Tem muitos motivos, mas o principal é que não preciso mais de blogues de moda e beleza. Não preciso no sentido de que esses projetos, durante um tempo, funcionaram como ferramentas de autodescoberta. Como já encontrei o que estava procurando, mantê-los deixou de fazer sentido, perdeu a graça. Em resumo: enjoei. Em vias de completar 39 anos, beirando quatro décadas, iniciei o ciclo do desapego.

Outro motivo, menos simpático, é que bateu um grande cansaço e um tédio profundo desse burburinho sobre lançamentos, cosméticos revolucionários, tititi de semanas de moda, tendências e etc. Ainda acompanho o noticiário sobre o assunto. Como jornalista, bem sei que moda e beleza vendem feito água e dão uma grande audiência, mas na vida pessoal, me basta – e faz mais bem ao meu coração – ser só mais uma consumidora anônima que troca dicas aqui e ali com as amigas mais chegadas, sem cumprir agenda.

Sou vaidosa e desde adolescente gosto de espelhos, de usar hidratante, de perfumes, que uso até para dormir. Aprendi com minha mãe, que é uma das pessoas mais cheirosas que conheço. Tenho fetiche por gente cheirosa! Mas não preciso mais ficar mostrando quais e quantos batons tenho, que perfumes uso ou recomendo, qual é a tendência de maquiagem para o outono-inverno. Tem gente mais competente fazendo isso com muito mais qualidade, dentro e fora da internet. Sou leitora de sites de beleza, assino revista feminina, tenho alguns blogues do coração que visito com frequência. Assim está ótimo!

Se é para formar opinião, prefiro fazer isso com temas que me são mais caros a alma: literatura, cidadania, cinema, feminismo (para entender o feminino em todas as suas identidades), filosofagens da vida, humanidades, amor…

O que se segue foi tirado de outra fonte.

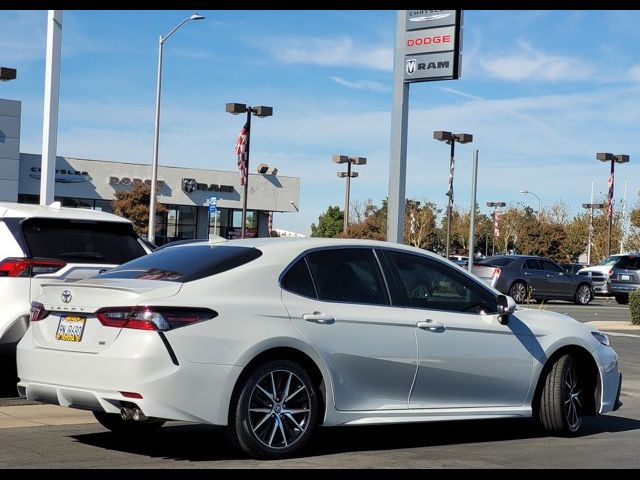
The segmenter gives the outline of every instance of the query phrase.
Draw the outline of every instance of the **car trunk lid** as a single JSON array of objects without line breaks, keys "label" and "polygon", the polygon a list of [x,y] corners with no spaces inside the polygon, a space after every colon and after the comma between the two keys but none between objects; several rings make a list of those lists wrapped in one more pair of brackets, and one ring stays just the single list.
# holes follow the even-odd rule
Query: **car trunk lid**
[{"label": "car trunk lid", "polygon": [[49,314],[32,322],[33,342],[41,348],[99,353],[117,339],[121,328],[102,325],[97,310],[153,303],[177,294],[181,287],[176,282],[129,279],[44,284],[37,302]]}]

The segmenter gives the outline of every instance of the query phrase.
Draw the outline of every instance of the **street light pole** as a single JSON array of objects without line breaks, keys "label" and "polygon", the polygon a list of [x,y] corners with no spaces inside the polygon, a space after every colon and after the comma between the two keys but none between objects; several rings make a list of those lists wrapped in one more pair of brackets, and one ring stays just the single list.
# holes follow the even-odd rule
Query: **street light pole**
[{"label": "street light pole", "polygon": [[247,228],[247,201],[249,199],[249,149],[251,147],[251,107],[247,108],[247,159],[246,169],[247,176],[244,180],[244,191],[242,193],[242,229],[240,230],[240,238],[244,238]]},{"label": "street light pole", "polygon": [[536,197],[538,199],[538,218],[540,218],[540,214],[542,213],[542,202],[540,201],[540,197],[538,195],[536,195],[535,193],[530,192],[526,188],[523,188],[522,190],[520,190],[520,193],[533,195],[534,197]]},{"label": "street light pole", "polygon": [[611,227],[613,224],[613,192],[614,192],[614,174],[616,163],[629,163],[629,155],[614,155],[612,153],[597,153],[596,160],[601,162],[611,162],[611,173],[609,175],[609,194],[608,194],[608,210],[609,217],[609,241],[607,247],[607,255],[611,255]]},{"label": "street light pole", "polygon": [[449,158],[449,189],[447,195],[447,244],[445,247],[445,257],[449,258],[449,243],[451,239],[451,211],[453,209],[453,172],[455,168],[455,143],[470,143],[473,141],[473,135],[469,133],[451,133],[442,130],[433,132],[433,138],[441,142],[446,142],[451,146],[451,156]]},{"label": "street light pole", "polygon": [[189,20],[203,20],[197,13],[185,18],[176,25],[166,36],[158,38],[158,77],[156,80],[156,112],[153,122],[153,159],[151,162],[151,194],[149,198],[149,232],[147,238],[151,243],[156,239],[156,184],[158,183],[158,144],[160,141],[160,92],[162,89],[162,52],[164,42]]},{"label": "street light pole", "polygon": [[473,151],[473,165],[471,168],[471,219],[469,220],[469,272],[473,270],[473,254],[475,250],[476,223],[476,186],[478,184],[478,150]]},{"label": "street light pole", "polygon": [[344,224],[342,226],[342,232],[347,233],[347,229],[349,228],[349,197],[351,195],[351,179],[356,178],[358,176],[358,172],[351,171],[351,164],[366,165],[367,159],[365,157],[348,157],[346,155],[334,155],[333,162],[347,164],[346,172],[336,173],[339,178],[346,177],[347,179],[345,192],[344,192]]}]

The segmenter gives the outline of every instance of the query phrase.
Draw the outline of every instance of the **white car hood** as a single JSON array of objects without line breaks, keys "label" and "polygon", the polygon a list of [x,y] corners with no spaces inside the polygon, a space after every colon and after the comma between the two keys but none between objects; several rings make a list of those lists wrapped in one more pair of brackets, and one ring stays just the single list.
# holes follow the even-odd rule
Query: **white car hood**
[{"label": "white car hood", "polygon": [[540,310],[538,308],[518,308],[513,315],[524,323],[534,335],[564,334],[580,335],[586,325],[564,313]]}]

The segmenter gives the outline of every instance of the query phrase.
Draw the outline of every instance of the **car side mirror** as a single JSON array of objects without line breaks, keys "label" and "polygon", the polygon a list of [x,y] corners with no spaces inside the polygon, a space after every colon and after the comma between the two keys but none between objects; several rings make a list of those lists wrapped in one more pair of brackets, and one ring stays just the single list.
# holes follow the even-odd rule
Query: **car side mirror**
[{"label": "car side mirror", "polygon": [[498,295],[498,321],[502,325],[509,323],[509,316],[516,311],[516,302],[506,295]]}]

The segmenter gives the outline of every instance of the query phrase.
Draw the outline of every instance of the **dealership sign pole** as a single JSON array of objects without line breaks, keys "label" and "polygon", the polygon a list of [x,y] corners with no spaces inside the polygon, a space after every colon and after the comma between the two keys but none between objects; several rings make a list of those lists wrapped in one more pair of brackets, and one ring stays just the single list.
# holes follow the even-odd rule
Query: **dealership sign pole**
[{"label": "dealership sign pole", "polygon": [[402,243],[409,84],[460,77],[462,10],[398,10],[393,60],[387,240]]}]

pinceisHouve um tempo em que me vi com vontade de falar sobre amenidades e futilidades, senti curiosidade em aprender sobre maquiagem, precisei em um determinado momento da vida, adular, alimentar e acarinhar esse lado “mocinha de fino trato”. É importante dar de comer a todas as nossas entidades, e identidades, internas, mas é preciso saber manter os apetites em equilíbrio, ou nos perdemos na gula do próprio ego.

Tenho necessidade, diariamente, de refletir sobre a condição feminina na sociedade, sobre a construção do imaginário coletivo sobre o feminino. Sou do tipo que gosta de entender tudo, que tenta encontrar explicações, sentidos, significados… mas que com o passar do tempo e a chegada da maturidade, aprende a aceitar e se maravilhar com o fato de algumas coisas serem simplesmente inexplicáveis ou então, de eu não ter  a capacidade de entendê-las. Só os muito arrogantes, ou completamente ignorantes, acreditam que sabem tudo.

O primeiro projeto que ajudei a criar tinha a pretensão de abarcar o “universo feminino”, ou ao menos a parte dele que cabia àquelas meninas que inventaram de criar um blog para falar de si mesmas e de outras meninas e suas necessidades, e manias, e neuras, e conquistas, e frescurinhas… Mas o tempo passou e um dia, me despedi dessa fase.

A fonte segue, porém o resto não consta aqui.